The second is direct damage within the kidneys themselves, from toxins, severe inflammation, or medications.
The third is blockage downstream, where urine can’t exit the body. Kidney stones, blood clots, tumors, or an enlarged prostate can all cause this type of acute injury. In many cases, acute kidney injury is reversible with prompt treatment, but severe or repeated episodes can lead to lasting chronic kidney disease.
How Kidney Disease Is Staged
Doctors measure kidney function using a blood test that estimates your glomerular filtration rate, or GFR, which reflects how efficiently your kidneys filter waste. The scale runs from normal to kidney failure across five stages:
- Stage 1 (GFR 90 or above): Normal filtration rate, but other signs of kidney damage are present, such as protein in the urine.

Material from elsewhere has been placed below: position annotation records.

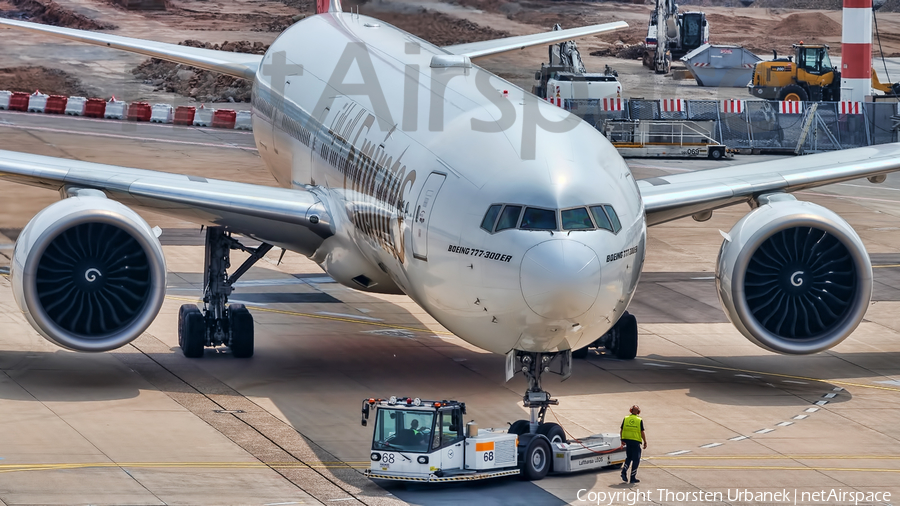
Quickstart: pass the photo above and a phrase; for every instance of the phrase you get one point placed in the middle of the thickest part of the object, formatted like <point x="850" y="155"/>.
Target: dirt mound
<point x="826" y="5"/>
<point x="714" y="3"/>
<point x="807" y="24"/>
<point x="49" y="81"/>
<point x="49" y="12"/>
<point x="440" y="29"/>
<point x="195" y="19"/>
<point x="201" y="85"/>
<point x="435" y="27"/>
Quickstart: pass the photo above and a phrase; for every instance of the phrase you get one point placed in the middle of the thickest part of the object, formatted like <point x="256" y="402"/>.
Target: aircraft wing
<point x="670" y="197"/>
<point x="509" y="44"/>
<point x="279" y="216"/>
<point x="234" y="64"/>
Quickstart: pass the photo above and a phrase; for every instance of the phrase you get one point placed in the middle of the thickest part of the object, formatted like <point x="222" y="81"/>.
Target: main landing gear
<point x="620" y="340"/>
<point x="535" y="435"/>
<point x="219" y="323"/>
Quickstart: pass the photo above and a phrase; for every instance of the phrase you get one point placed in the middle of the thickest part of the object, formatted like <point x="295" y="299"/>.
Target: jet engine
<point x="89" y="273"/>
<point x="793" y="277"/>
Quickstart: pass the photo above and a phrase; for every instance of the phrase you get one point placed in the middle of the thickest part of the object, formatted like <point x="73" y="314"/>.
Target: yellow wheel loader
<point x="806" y="76"/>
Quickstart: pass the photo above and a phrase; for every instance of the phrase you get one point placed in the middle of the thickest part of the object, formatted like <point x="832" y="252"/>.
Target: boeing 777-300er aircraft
<point x="404" y="168"/>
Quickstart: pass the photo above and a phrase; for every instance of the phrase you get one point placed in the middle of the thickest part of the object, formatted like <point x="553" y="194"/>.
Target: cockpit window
<point x="538" y="219"/>
<point x="601" y="218"/>
<point x="509" y="218"/>
<point x="613" y="218"/>
<point x="506" y="216"/>
<point x="491" y="217"/>
<point x="576" y="219"/>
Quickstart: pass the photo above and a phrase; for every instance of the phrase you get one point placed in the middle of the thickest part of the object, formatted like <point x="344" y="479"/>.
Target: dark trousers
<point x="632" y="457"/>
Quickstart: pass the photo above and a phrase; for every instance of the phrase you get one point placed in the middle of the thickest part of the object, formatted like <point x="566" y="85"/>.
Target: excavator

- Stage 2 (GFR 60 to 89): Mildly decreased function with evidence of damage.
- Stage 3 (GFR 30 to 59): Moderate loss of function, often when symptoms like fatigue or swelling first appear.
- Stage 4 (GFR 15 to 29): Severe reduction, typically requiring planning for dialysis or transplant.
- Stage 5 (GFR below 15): Kidney failure.
Importantly, stages 1 and 2 only count as kidney disease if there is separate evidence of damage, such as protein in the urine or abnormal imaging. A mildly decreased GFR on its own in an older adult does not automatically mean kidney disease. Many people remain in earlier stages for years or even decades, particularly when the underlying cause is managed effectively.